There’s no doubt in my mind, something is up with Google’s BlogSearch. There are completely valid blog results that sometimes appear and sometimes don’t depending on whether I go to the BlogSearch results the first time, or click on Sort by relevance, or Sort by date, or change the time range from one hour to lets say 12 hours. In the later case, I fully expect to see recently added blog entries, that were just picked up in the last hour to also appear in the last 12 hours list. Sometimes they do. Sometimes they don’t.

Here are some screenshots that show the problem in one small case. Here’s a Search By Relevance query I did for “InkWell and Tablet” for the last hour:

SortByRelevanceLastHour.PNG

It has one result from winbeta.org.

And now here are the results from doing a Search by Relevance query for the last day:

SortByRelevanceLastDay.PNG

Interestingly, the winbeta.org link isn’t there. Was it pruned out accidentally or maybe is this Google’s effort to prune out spam posts? Weird.

To make it even more confusing, here are the results for Search by Date for the last day:

SearchByDateLastDay.PNG

(By the way, I cropped out a spam link at the bottom.)

Surprisingly, the winbeta.org link now shows up but the link to Gottabemobile–which is a high quality link–is gone. Hmmm. This shakes my confidence in Google’s BlogSearch.

What about the other search engines?

Technorati does an OK job, but doesn’t get all the links. Nor does BlogLines. Oh, and good old reliable TechMeme has picked up the story and a couple links, although it’s not comprehensive–it’s missing Gottabemobile. Not bad, but since the other search results are so bad, I wish TechMeme was even better. I trust it more and more.

Why can’t someone do a good blog search????

Update: An engineer from Google emailed me to let me know that at the end of the listings there is some text which you can click on to reveal blog entries which are very similar. The filtering is a good idea because there are quite a few “spam” sites that copy/paste news from other blogs. There’s no reason to give them any exposure. This might explain some of what I was–or should I say, was not–seeing. However, I’m not sure if it explains the differences I was encountering when switching between “Seach by Relevance” and “Search by Date.” There was at least one high quality site that got dumped.
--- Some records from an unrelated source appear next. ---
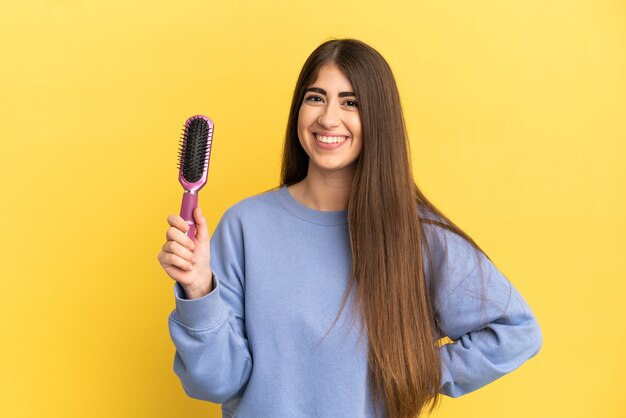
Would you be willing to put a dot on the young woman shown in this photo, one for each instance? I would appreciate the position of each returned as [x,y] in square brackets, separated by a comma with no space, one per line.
[328,296]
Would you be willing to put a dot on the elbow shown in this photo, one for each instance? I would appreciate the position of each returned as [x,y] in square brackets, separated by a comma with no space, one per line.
[217,388]
[535,337]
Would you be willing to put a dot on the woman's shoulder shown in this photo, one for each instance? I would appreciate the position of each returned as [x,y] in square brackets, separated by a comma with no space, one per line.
[252,207]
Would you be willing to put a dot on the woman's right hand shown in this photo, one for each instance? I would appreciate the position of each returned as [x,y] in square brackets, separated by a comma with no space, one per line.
[185,260]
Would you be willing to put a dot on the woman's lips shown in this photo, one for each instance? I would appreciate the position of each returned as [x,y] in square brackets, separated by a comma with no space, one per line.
[330,142]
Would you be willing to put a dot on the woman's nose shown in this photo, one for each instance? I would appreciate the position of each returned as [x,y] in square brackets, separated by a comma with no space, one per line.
[330,116]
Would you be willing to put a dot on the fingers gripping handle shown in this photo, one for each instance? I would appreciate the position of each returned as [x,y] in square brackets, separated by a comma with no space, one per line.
[190,203]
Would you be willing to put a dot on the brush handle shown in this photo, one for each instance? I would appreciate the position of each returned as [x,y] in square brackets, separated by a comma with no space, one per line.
[190,202]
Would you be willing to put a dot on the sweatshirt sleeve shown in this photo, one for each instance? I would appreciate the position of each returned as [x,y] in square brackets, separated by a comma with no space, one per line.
[492,328]
[212,359]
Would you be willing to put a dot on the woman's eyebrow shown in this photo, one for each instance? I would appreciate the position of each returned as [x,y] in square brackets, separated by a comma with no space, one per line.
[322,91]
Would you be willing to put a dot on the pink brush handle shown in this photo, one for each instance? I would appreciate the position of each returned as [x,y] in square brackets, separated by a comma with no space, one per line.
[190,202]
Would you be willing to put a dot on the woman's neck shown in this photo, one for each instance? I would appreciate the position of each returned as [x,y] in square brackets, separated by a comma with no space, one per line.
[328,192]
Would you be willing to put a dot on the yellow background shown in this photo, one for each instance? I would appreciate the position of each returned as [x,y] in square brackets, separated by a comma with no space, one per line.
[516,112]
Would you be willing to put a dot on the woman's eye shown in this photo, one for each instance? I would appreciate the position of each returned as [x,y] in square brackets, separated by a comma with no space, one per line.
[313,99]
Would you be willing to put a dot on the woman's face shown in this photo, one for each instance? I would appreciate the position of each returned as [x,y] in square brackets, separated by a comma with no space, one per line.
[329,123]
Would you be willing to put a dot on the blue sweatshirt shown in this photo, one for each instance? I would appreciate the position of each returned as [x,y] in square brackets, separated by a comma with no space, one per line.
[256,343]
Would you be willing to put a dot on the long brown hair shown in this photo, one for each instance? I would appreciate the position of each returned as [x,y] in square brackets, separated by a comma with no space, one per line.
[386,232]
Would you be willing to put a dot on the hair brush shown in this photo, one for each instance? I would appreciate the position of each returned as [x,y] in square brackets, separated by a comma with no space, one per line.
[193,164]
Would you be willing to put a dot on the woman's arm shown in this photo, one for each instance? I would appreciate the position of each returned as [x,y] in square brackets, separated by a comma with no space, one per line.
[492,327]
[212,357]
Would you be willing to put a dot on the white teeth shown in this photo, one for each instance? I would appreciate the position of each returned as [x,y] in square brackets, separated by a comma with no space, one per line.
[330,139]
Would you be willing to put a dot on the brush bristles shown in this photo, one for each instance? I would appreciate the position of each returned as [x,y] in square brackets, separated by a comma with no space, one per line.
[194,151]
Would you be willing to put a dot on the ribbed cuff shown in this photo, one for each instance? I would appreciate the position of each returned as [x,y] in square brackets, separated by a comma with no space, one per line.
[201,313]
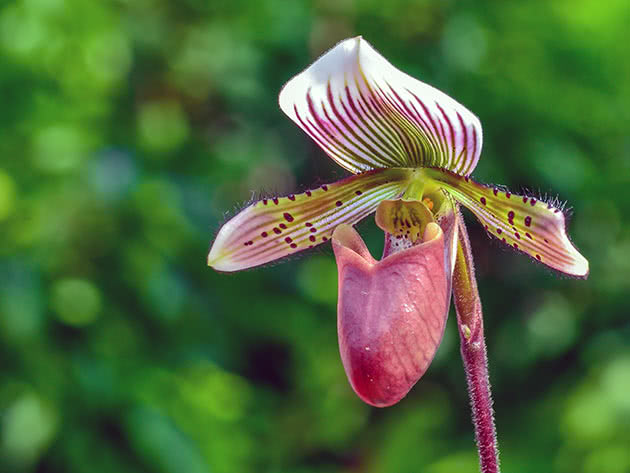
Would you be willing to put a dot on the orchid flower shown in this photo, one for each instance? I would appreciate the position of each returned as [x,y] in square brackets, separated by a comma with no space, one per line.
[411,149]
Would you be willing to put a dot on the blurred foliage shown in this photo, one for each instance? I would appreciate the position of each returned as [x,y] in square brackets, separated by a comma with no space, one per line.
[129,127]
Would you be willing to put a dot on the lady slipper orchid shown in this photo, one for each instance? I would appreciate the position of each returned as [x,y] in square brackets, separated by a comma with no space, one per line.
[411,149]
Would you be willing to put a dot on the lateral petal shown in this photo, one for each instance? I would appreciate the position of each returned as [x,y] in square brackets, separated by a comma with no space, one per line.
[534,227]
[276,227]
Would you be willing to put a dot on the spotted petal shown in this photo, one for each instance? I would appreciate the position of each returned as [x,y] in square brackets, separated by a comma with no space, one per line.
[273,228]
[366,114]
[534,227]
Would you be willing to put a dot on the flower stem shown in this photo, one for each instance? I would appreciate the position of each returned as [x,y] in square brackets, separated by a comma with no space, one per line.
[473,350]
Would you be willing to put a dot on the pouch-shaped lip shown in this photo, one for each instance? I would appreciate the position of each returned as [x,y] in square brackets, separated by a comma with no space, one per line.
[391,313]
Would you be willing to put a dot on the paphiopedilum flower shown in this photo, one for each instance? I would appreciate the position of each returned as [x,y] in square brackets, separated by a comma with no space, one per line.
[411,149]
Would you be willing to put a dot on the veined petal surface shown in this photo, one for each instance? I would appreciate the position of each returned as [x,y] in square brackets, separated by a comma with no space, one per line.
[366,114]
[276,227]
[524,223]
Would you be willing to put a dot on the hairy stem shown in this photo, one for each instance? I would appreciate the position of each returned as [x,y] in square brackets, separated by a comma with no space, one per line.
[473,349]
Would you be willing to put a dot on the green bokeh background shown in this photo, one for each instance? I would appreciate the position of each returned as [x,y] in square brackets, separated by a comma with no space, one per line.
[129,128]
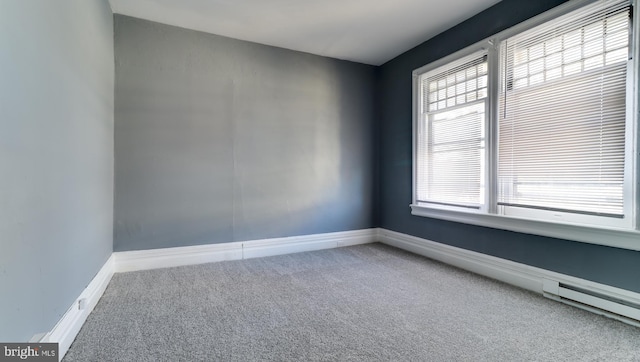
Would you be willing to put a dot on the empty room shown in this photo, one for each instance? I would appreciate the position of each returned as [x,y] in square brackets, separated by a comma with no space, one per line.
[280,180]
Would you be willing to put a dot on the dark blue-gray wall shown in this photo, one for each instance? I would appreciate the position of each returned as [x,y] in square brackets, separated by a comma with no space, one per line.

Maybe it was being removed because of the duplicates. The problem was that it was the site others were copying. I’ll have to pay attention to this more. It may not be a bug that I was encountering, but something by design. Either way it was producing results that didn’t make sense to me. I rely on Google’s BlogSearch quite a bit so I hope this is more of a problem with me and how I use it than a problem with the search engine itself. I’ll be watching more closely.